# Issues with chi square ppmc for sparse data?

I am attempting to replicate Daniel C. Furr et al’s syntax for PPMC here: http://mc-stan.org/users/documentation/case-studies/tutorial_twopl.html

However, I have encountered some problems when taking steps to calculate replicated chi square values. I am using wide formatted data, so my syntax is slightly different from the original document:

`score.rep = apply(y_rep, 1, function(x) rowSums(x) replicated = apply(score.rep, 2, function(x) table(x)`

Ideally, this would create a table for each replicated data set. For my case, I have 9 items (i.e., 10 score groups), so this would be my ‘replicated’ object if I had 3 replicated data sets (sorry for the poor formatting):

`> replicated iterations [,1] [,2] [,3] 0 30 37 29 1 40 28 46 2 37 38 26 3 22 23 25 4 13 17 20 5 22 20 22 6 16 20 12 7 12 9 8 8 4 5 8 9 4 3 4`
However, if I have a replicated data set with zero cases of a particular score group, the replicated object looks like this:

`> replicated [[1]] x 0 1 2 3 4 5 6 7 8 33 43 32 25 23 19 10 11 4 [[2]] x 0 1 2 3 4 5 6 7 8 9 30 40 37 22 13 22 16 12 4 4 [[3]] x 0 1 2 3 4 5 6 7 8 9 37 28 38 23 17 20 20 9 5 3`
I have figured out how to deal with the different structure to calculate chi square values; however, I am concerned that my chi square values for some of the replicated data sets will be inaccurate, since the expected scores would be based on 9 score groups (0-8) rather than 10 score groups (0-9).

Should this be a concern?

Thank you!
Danny

I missed this before. Even if you have zero cases in the replication, that doesn’t mean you can’t run Chi-square. You just plug in the zero. It’s only if the expected number of zeros is zero that you’ll run into trouble.

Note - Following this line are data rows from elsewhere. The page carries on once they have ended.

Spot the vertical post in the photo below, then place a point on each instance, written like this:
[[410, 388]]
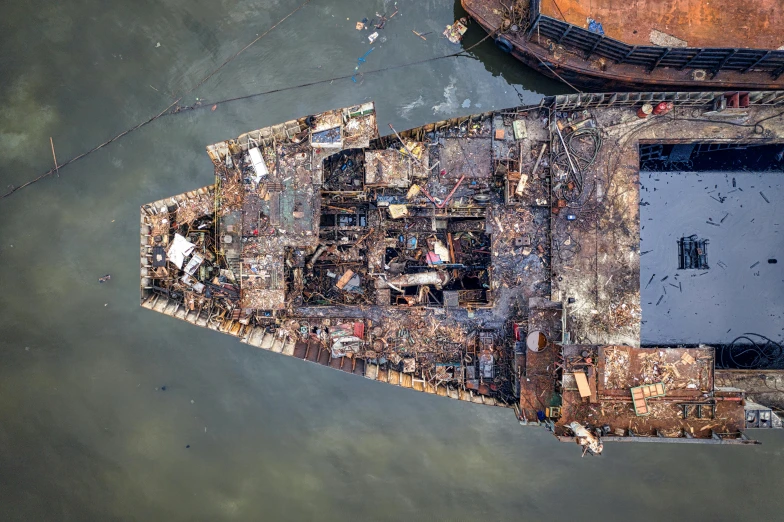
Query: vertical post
[[56, 167]]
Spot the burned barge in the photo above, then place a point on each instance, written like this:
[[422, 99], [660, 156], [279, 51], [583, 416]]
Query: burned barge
[[605, 45], [493, 258]]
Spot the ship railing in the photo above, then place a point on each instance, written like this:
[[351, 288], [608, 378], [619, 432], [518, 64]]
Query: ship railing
[[567, 102], [713, 60]]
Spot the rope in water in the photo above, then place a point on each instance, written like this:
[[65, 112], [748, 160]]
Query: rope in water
[[164, 111], [168, 110]]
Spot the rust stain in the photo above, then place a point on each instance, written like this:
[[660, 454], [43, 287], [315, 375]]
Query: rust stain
[[718, 23]]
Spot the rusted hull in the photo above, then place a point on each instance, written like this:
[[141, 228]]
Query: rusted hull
[[583, 75]]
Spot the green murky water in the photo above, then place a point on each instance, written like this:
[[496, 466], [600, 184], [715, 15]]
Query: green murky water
[[86, 431]]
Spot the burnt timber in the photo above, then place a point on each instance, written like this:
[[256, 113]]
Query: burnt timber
[[650, 45], [491, 258]]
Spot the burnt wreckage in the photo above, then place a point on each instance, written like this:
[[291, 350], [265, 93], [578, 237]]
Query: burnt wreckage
[[492, 258]]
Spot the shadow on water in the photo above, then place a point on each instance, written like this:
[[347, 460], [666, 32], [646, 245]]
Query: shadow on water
[[503, 64]]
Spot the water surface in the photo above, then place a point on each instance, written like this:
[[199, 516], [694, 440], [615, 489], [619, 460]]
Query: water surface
[[87, 431]]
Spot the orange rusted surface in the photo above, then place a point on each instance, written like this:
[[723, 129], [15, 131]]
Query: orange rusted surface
[[700, 23]]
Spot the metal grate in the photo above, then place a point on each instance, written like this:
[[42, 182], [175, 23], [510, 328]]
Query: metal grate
[[692, 253]]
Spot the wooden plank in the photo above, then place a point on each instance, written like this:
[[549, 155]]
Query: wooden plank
[[582, 384]]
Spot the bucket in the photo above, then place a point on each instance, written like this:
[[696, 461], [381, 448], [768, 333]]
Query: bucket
[[536, 341], [663, 108], [645, 110]]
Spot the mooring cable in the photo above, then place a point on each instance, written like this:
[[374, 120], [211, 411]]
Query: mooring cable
[[164, 111], [167, 111]]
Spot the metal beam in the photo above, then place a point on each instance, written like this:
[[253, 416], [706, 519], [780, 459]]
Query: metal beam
[[662, 57], [533, 26], [750, 67], [598, 41], [699, 53], [568, 30], [668, 440], [724, 61], [627, 55]]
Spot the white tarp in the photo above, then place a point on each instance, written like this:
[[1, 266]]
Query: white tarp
[[179, 250], [193, 264], [257, 160], [345, 344]]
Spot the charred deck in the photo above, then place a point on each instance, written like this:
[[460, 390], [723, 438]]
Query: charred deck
[[492, 258]]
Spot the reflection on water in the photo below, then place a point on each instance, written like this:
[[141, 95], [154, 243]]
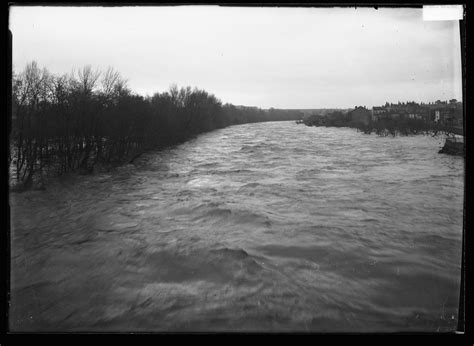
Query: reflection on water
[[257, 227]]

@danielcfurr may have more to say. I’m not sure he was on Discourse when you posted this originally (and I’m just catching up on some messages I missed earlier).

Thanks! My original questions wasn’t exactly about whether I could run chi-square when I have 0 cases, it was more about whether the formatting discrepancies (in which a score group isn’t represented, even by a 0) would cause issues.

It turns out it caused major problems with computation, but I actually figured out how to resolve the issue. I was able to restore my summaries to the original format from @danielcfurr’s tutorial by taking the length of each score group (as opposed to creating a table of total scores), which would return 0 if there was no representation of the group (instead of just not representing the group). It required a for-loop, so it wasn’t as pretty as the original code, but it did the trick.

If anyone else encounters this issue, here’s what I did (again, this is wide-formatted data, which deviates from the referenced tutorial, so I’m using rowSums to create total scores):

`#observed score data frame`
`score.obs = rowSums(data)`
`observed = data.frame(matrix(nrow = 10, ncol = 2))`
`observed[1:10,1] = 0:9`
`for (r in 1:10) {`
`observed[r,2] = length(score.obs[score.obs == r-1])`
`}`
`colnames(observed) <- c("score", "obs")`
`observed\$score = as.numeric(as.character(observed\$score))`
`# replicated scores matrix`
`score.rep = apply(y_rep, 1, function(x) rowSums(x))`
`replicated = matrix(nrow = 10, ncol = 2500)`
`for (r in 1:10) {`
`for (c in 1:2500) {`
`replicated[r,c] = length(score.rep[score.rep[,(c)] == r-1,(c)])`
`}`
`}`
`expected = apply(replicated, 1, mean)`
`rep.chi2 = apply(replicated, 2, chi.test, expected = expected)`
`obs.chi2 = chi.test(observed\$obs, expected)`
`PPP <- mean(obs.chi2 <= rep.chi2)`

Thanks for clarifying and reporting back with a solution.